Liputan6.com, Jakarta - Polri menegaskan kondisi keamanan dan ketertiban masyarakat (kamtibmas) di berbagai pusat aktivitas ekonomi nasional masih aman dan kondusif.
Pernyataan ini disampaikan di tengah meningkatnya perhatian publik terhadap penguatan sistem pengamanan di kawasan bisnis, pusat perbelanjaan, kawasan industri, hingga objek vital nasional di Jakarta maupun sejumlah daerah.
"Polri terus melaksanakan patroli rutin, penguatan kegiatan intelijen, deteksi dini, pengamanan objek vital nasional, patroli siber, serta koordinasi dengan pemerintah daerah, pelaku usaha, dan seluruh pemangku kepentingan lainnya. Seluruh langkah tersebut dilakukan untuk memastikan situasi keamanan tetap kondusif," kata Kadiv Humas Polri Irjen Pol Johnny Eddizon Isir di Jakarta, Selasa (4/8/2026).

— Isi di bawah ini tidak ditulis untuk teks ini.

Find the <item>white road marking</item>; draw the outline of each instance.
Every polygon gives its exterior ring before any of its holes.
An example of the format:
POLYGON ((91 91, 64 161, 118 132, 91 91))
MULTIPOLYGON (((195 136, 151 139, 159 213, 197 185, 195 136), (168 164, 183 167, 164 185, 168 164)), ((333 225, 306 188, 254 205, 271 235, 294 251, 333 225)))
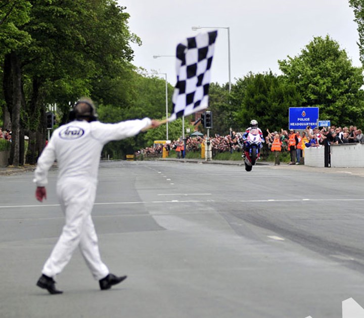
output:
MULTIPOLYGON (((174 184, 170 184, 173 185, 174 184)), ((160 194, 158 195, 178 195, 178 196, 202 196, 202 195, 211 195, 210 193, 196 193, 196 194, 160 194)), ((293 199, 291 200, 240 200, 234 202, 245 202, 245 203, 261 203, 264 202, 347 202, 347 201, 363 201, 364 199, 293 199)), ((217 200, 171 200, 171 201, 135 201, 135 202, 99 202, 95 204, 95 205, 126 205, 126 204, 151 204, 158 203, 168 203, 171 202, 178 202, 180 203, 190 203, 190 202, 224 202, 223 199, 221 201, 217 200)), ((233 201, 231 201, 233 202, 233 201)), ((59 206, 59 204, 34 204, 24 205, 0 205, 0 209, 10 209, 13 208, 39 208, 39 207, 49 207, 54 206, 59 206)))
POLYGON ((346 255, 330 255, 331 256, 332 256, 333 257, 335 257, 335 258, 338 258, 339 259, 341 259, 342 260, 354 260, 354 259, 352 257, 350 257, 350 256, 347 256, 346 255))
POLYGON ((276 241, 284 241, 285 239, 283 238, 281 238, 279 236, 276 236, 275 235, 267 235, 267 237, 276 241))
POLYGON ((210 196, 211 193, 161 193, 157 196, 210 196))
POLYGON ((240 202, 297 202, 300 201, 310 202, 337 202, 337 201, 362 201, 364 199, 291 199, 283 200, 242 200, 240 202))

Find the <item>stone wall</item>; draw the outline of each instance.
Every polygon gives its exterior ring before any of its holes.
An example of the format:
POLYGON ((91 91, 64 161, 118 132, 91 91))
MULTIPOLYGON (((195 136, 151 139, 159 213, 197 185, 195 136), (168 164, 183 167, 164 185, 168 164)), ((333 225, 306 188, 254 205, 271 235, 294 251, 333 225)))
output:
MULTIPOLYGON (((325 167, 324 147, 305 149, 305 165, 311 167, 325 167)), ((364 167, 364 145, 344 144, 332 145, 331 167, 333 168, 364 167)))
POLYGON ((6 167, 9 164, 10 150, 0 151, 0 167, 6 167))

Menurut dia, upaya pencegahan tersebut diterapkan secara berlapis dengan melibatkan seluruh jajaran kepolisian, mulai dari Mabes Polri, polda, polres, hingga polsek.
Pengamanan diprioritaskan di kawasan-kawasan strategis yang memiliki peran penting terhadap aktivitas masyarakat dan stabilitas perekonomian.
Di sisi lain, Polri juga melakukan pemantauan situasi secara real time dengan berbagai sistem yang dimiliki, salah satunya Daily Operational Reporting System (DORS). Sistem ini digunakan untuk memonitor kondisi keamanan dan ketertiban masyarakat dari seluruh wilayah Indonesia.
"Data yang kami peroleh melalui DORS menunjukkan bahwa situasi keamanan dan ketertiban masyarakat hingga saat ini masih terkendali. Tidak terdapat kejadian menonjol yang berdampak terhadap stabilitas keamanan secara nasional. Seluruh personel di lapangan juga terus melaksanakan langkah-langkah pencegahan secara maksimal," kata Johnny.
Dia menegaskan, peningkatan pengamanan yang dilakukan sejumlah perusahaan maupun pengelola kawasan usaha merupakan langkah antisipatif yang lazim diterapkan untuk menjaga keselamatan pekerja, melindungi aset perusahaan, dan memastikan operasional tetap berjalan lancar.
Selain itu, Polri juga mengingatkan masyarakat agar tidak mudah mempercayai informasi yang belum terverifikasi, khususnya narasi yang berpotensi memicu keresahan dan kekhawatiran publik.
“Pengalaman dari berbagai peristiwa pada masa lalu menjadi pelajaran bagi seluruh pihak untuk memperkuat upaya pencegahan dan deteksi dini. Oleh karena itu, kami memastikan bahwa setiap potensi gangguan akan ditangani secara cepat, tepat, dan profesional sehingga situasi yang kondusif dapat terus terjaga,” ujarnya.
Johnny menyatakan, Polri berkomitmen untuk menjamin rasa aman bagi masyarakat melalui kesiapan personel, pemanfaatan teknologi, serta penguatan koordinasi dengan berbagai pihak.
Melalui langkah tersebut, masyarakat diharapkan dapat menjalankan aktivitas sehari-hari secara normal tanpa terpengaruh informasi yang tidak bisa dipertanggungjawabkan.
“Masyarakat tidak perlu merasa khawatir. Polri akan terus bekerja untuk menjaga keamanan dan memastikan seluruh aktivitas masyarakat berjalan dengan aman, tertib, dan lancar,” ucapnya.